De deserto em deserto, andemos para além
da floresta das fés,
livres e nus em direcção
ao Ser Nu
e lá
onde a palavra morre
tenha fim o nosso caminho.»



(Pe.) David Maria Turoldo, in Canti Ultimi.

6 de fevereiro de 2012

S. Paulo Miki

Hoje a Companhia de Jesus celebra a memória dos mártires do Japão – os jesuítas Paulo Miki (1566-1597), João Gotó e Diogo Kisai e mais vinte e três religiosos e leigos. Estávamos no séc. XVI e, ao mesmo tempo que os católicos eram perseguidos no Japão, muitos nipónicos convertiam-se a Cristo, movidos pelo testemunho de tantos europeus que chegavam à sua terra. Paulo foi um desses japoneses que se converteu e entrou na Companhia de Jesus. Sofreu muito por anunciar o Evangelho e acabou por ser crucificado no dia 5 de Fevereiro de 1597. Antes da sua crucifixão, disse: Chegado a este momento, creio que não haverá ninguém entre vós que me julgue capaz de faltar à verdade. Declaro-vos, por isso, que não há nenhum caminho para a salvação a não ser aquele que seguem os cristãos. E como esta religião me ensina a perdoar aos inimigos e a todos os que me ofenderam, de boa vontade perdoo ao rei e a todos os que tiveram parte na minha sorte, e peço-lhes que queiram receber o Baptismo.

Ainda hoje, há muitos homens e mulheres perseguidos por defenderem a sua fé. São homens e mulheres que não impõem, mas pelo seu testemunho propõem a Alegria de ser fiéis ao Senhor Jesus. Homens e mulheres que vivem gratuitamente a sua entrega aos outros irmãos e irmãs, perdoando as ofensas contra si.

Que nós, cristãos do séc. XXI, saibamos ser este testemunho nos nossos dias, como estes nossos irmãos o foram no seu tempo.

5 de fevereiro de 2012

A cidade inteira ficou reunida diante da porta…

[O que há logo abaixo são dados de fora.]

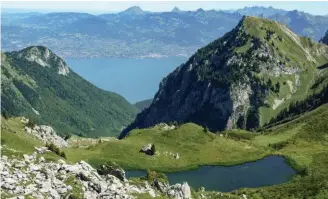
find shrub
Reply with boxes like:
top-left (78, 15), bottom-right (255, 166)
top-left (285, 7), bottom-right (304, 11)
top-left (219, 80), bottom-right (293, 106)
top-left (64, 133), bottom-right (72, 141)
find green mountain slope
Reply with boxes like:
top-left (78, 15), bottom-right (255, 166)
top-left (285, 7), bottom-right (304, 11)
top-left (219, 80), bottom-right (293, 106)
top-left (120, 17), bottom-right (328, 138)
top-left (1, 46), bottom-right (137, 137)
top-left (134, 99), bottom-right (153, 111)
top-left (1, 104), bottom-right (328, 199)
top-left (320, 30), bottom-right (328, 45)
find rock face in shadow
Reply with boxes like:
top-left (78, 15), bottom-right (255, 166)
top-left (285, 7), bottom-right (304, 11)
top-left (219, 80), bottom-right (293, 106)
top-left (119, 17), bottom-right (328, 138)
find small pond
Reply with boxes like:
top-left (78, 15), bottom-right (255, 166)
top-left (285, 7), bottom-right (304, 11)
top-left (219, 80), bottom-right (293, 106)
top-left (126, 156), bottom-right (296, 192)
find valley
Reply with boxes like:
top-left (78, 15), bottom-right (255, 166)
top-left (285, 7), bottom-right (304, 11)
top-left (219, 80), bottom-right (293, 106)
top-left (65, 57), bottom-right (186, 103)
top-left (1, 105), bottom-right (328, 198)
top-left (0, 3), bottom-right (328, 199)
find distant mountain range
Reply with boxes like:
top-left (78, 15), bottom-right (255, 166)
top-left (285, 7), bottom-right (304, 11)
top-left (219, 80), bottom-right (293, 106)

Depois de Jesus ter curado a sogra de um amigo, eis que ao final da tarde a cidade inteira se veio amontoar à porta da casa onde Ele estava.
Hoje, as nossas cidades continuam cheias de gente angustiada, preocupada, doente, cansada, à procura de alívio, de descanso ou de libertação. Se soubéssemos que Jesus estava em alguma casa, talvez nos amontoássemos de novo à porta de sua casa, à espera que Ele nos arranjasse solução para os nossos problemas. Apesar das igrejas vazias, não faltam hoje “casas” que nos oferecem solução para os nossos problemas, mas a verdade é que a cidade continua cheia de gente doente, cansada e preocupada.
Então, onde estará o problema? Talvez andemos a bater à porta errada… Ainda não nos apercebemos que, afinal, a porta continua aberta e Jesus está ali à nossa espera para nos libertar. No entanto, não o queremos reconhecer. Achamos que conseguimos resolver tudo, que temos força para tudo. E cansamo-nos. E vivemos com o coração atribulado. E deixamos que a vida nos engula. Mas insistimos: sou capaz! Consigo resolver os meus próprios problemas!
Jesus, porém, não se cansa de repetir: “vem a mim, tu que vives cansado e atormentado. Descansa em mim.”. Mas nós seguimos, de ouvidos surdos, acreditando muito em nós, julgando que isto são coisas muito bonitas que vêm na Bíblia, mas depois...
E se eu aceitasse, uma vez que fosse, acreditar neste Deus que cura os corações atribulados? Que diferença faria na minha vida?